Podcast

Wednesday, March 08, 2017

Storyteller’s Rulebook: Your Genre is Your Taskmaster

This is possibly the number one mistake I see in the manuscripts I read.

You’re written forty pages of great relationship drama and you know that it’s the best thing you’ve ever written. You’ve created deep and rich three-dimensional characters, you’ve imbued them with your own history and pain, and you’ve put them on a collision course, forcing them to deal with their issues and with each other.

But your manuscript begins with an action sequence, has intermittent action sequences throughout, and ends with blowing up an underground lair. Your genre, inescapably, is action, and that forty pages of relationship drama has no action, which means that it has to go, or be significantly transformed.

Your genre is your taskmaster. Action needs action every twenty pages or so. Comedy needs frequent laughs, etc. So what do you do with all that great relationship drama? If you don’t want to lose it, you have to find a way for it to serve the action. The relationship confrontations need to be inextricable from the life-and-death confrontations. The interpersonal breakthroughs need to result in plot breakthroughs. Clocks must always be ticking.

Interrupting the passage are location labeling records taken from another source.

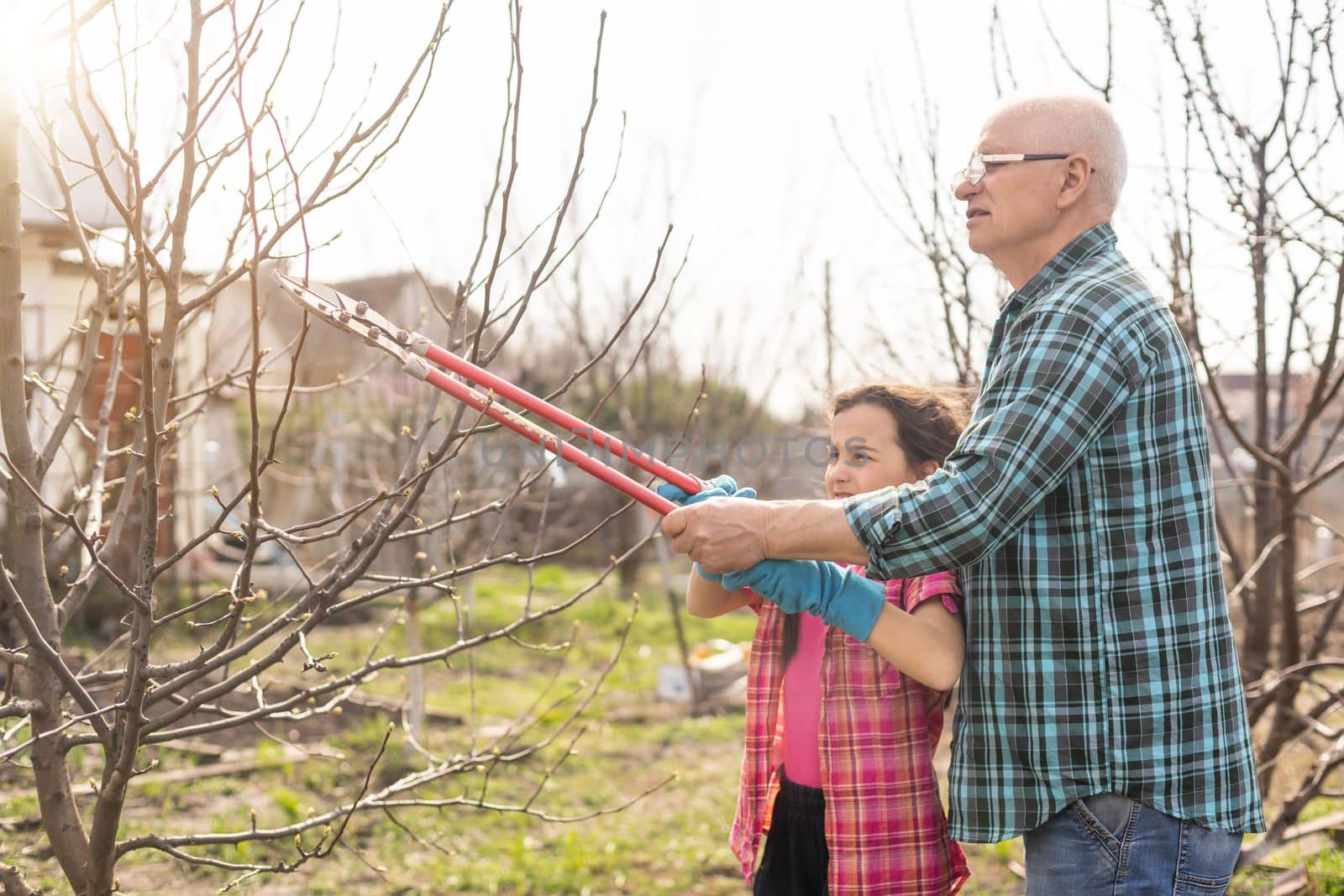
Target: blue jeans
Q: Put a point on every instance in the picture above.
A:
(1115, 846)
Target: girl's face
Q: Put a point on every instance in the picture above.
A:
(864, 453)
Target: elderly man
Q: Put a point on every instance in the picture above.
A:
(1101, 710)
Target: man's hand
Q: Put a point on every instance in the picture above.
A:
(721, 533)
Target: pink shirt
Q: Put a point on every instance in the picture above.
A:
(885, 824)
(803, 703)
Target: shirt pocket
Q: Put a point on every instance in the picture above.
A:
(866, 674)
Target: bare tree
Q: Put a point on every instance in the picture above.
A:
(1267, 184)
(1272, 175)
(92, 476)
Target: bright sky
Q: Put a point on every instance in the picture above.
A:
(737, 120)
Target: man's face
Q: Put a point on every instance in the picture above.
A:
(1014, 204)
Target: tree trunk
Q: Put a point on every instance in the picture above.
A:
(24, 559)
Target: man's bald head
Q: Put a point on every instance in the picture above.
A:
(1073, 123)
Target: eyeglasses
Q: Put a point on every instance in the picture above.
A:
(974, 170)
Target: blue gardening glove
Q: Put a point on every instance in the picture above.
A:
(719, 486)
(839, 595)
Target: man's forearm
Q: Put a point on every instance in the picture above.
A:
(811, 531)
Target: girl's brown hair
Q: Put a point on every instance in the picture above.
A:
(929, 421)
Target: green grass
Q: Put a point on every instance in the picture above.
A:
(672, 841)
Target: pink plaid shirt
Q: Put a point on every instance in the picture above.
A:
(886, 829)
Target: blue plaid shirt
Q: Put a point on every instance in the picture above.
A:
(1079, 510)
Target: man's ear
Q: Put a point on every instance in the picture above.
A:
(1077, 174)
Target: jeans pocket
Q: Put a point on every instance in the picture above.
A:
(1206, 862)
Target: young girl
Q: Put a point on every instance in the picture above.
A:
(840, 734)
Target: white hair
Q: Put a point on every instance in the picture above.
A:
(1079, 123)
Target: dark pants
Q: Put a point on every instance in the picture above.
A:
(796, 857)
(1115, 846)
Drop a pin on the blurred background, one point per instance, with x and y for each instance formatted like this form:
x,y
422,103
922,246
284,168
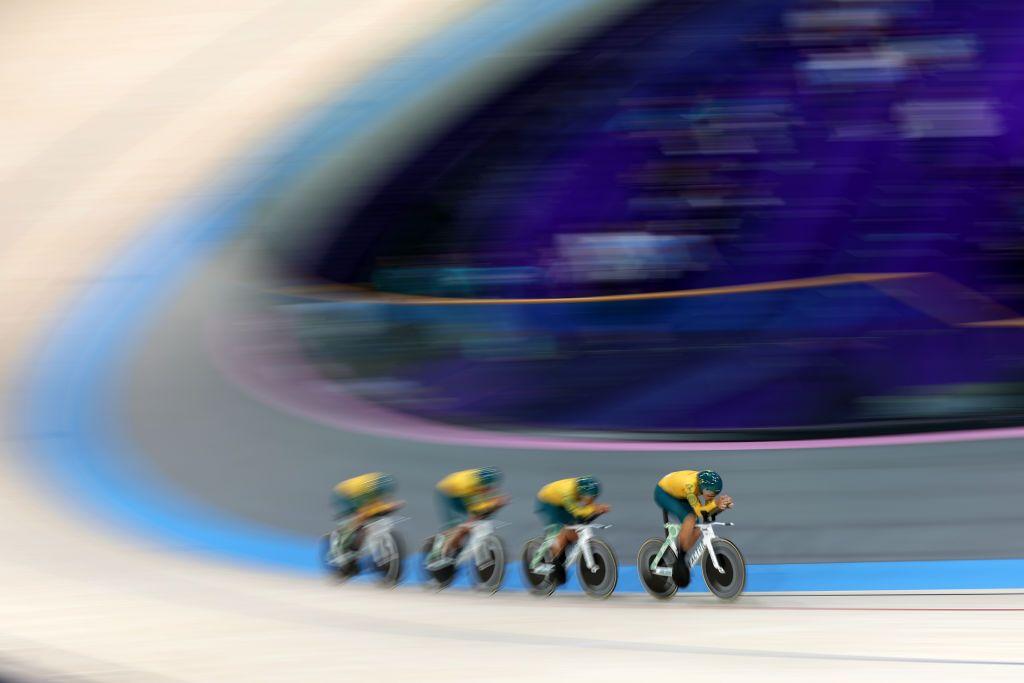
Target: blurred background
x,y
715,221
255,248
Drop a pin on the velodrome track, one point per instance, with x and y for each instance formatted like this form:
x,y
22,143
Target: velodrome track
x,y
98,585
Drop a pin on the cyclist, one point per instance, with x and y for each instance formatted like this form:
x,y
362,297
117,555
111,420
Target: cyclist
x,y
680,494
465,497
359,499
567,502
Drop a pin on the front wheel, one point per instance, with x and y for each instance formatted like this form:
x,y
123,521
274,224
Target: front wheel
x,y
488,568
599,582
657,586
388,558
538,584
729,583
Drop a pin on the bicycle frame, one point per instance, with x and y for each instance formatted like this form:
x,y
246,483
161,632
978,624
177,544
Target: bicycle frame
x,y
695,553
584,532
373,543
472,549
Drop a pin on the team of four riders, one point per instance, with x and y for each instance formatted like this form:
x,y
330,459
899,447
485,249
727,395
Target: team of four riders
x,y
467,497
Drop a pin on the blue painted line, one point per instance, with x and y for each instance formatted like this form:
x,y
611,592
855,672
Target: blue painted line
x,y
71,385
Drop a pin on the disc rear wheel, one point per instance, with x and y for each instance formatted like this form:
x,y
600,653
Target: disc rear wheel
x,y
657,586
601,581
488,574
729,583
537,584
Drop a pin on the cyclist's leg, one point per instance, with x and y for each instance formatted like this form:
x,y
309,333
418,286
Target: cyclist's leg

Great writing that violates your genre isn’t great writing. Everything must serve your genre. You either have to jettison a lot of the relationship drama, or you have to jettison the action elements. Good Will Hunting started out as an action script, until they realized that they were doing a better job with the backstory than the frontstory, so they just got rid of the frontstory. Nobody missed it.

4 comments:

Paul Worthington said...

While I certainly see your point -- what about stories that mix genres, as so many do these days, some quite successfully?
My own series is inspired by Twin Peaks, which was a wild mix of murder mystery, comedy, soap opera, and supernatural.
Of course many people hated TP for that reason -- but for the significant number of enthusiastic fans, that mix was a large part of the appeal. It also created an edginess for each scene as it unfolds: is it a scary scene, a funny one, or relationship drama? Will it change unexpectedly from one to the other?
If the writer of the action script in your example cut the relationship, cut the comedy, etc. -- wouldn't it just be a straightforward unsurprising action story? Yes, that would satisfy the many people who want exactly that -- but that doesn't have to be your only goal.

James Kennedy said...

Yes, I second Paul's comment. And you don't have to be a genius like David Lynch to get away with it either. This seems to be one of those pieces of advice that throttles creativity and discourages risk-taking.

Matt Bird said...

I disagree. Twin Peaks, when it was good, was very disciplined in service to its murder mystery. The supernatural element worked because it turned out to be key to the mystery. The tone was sometimes comedic, but there were rarely comedy scenes that didn't serve the mystery. At first there were no purely soap operatic elements that didn't serve the mystery, but the first exception was Lucy's pregnancy, and I remember thinking "What is this shit?" when that scene first aired. Unfortunately, once Lynch was gone, the soap operatic elements overwhelmed the mystery element and the show lost its way (until the finale). If the show had had an episode that never mentioned the mystery before it was solved, that would have been a major misstep, and that's the sort of thing I'm talking about.

Steve Bird said...

Correct me if I'm wrong, but didn't Annie Hall start out its life as Bullets Over Broadway? Allen eventually resurrected the excised plot and made his originally intended movie years later.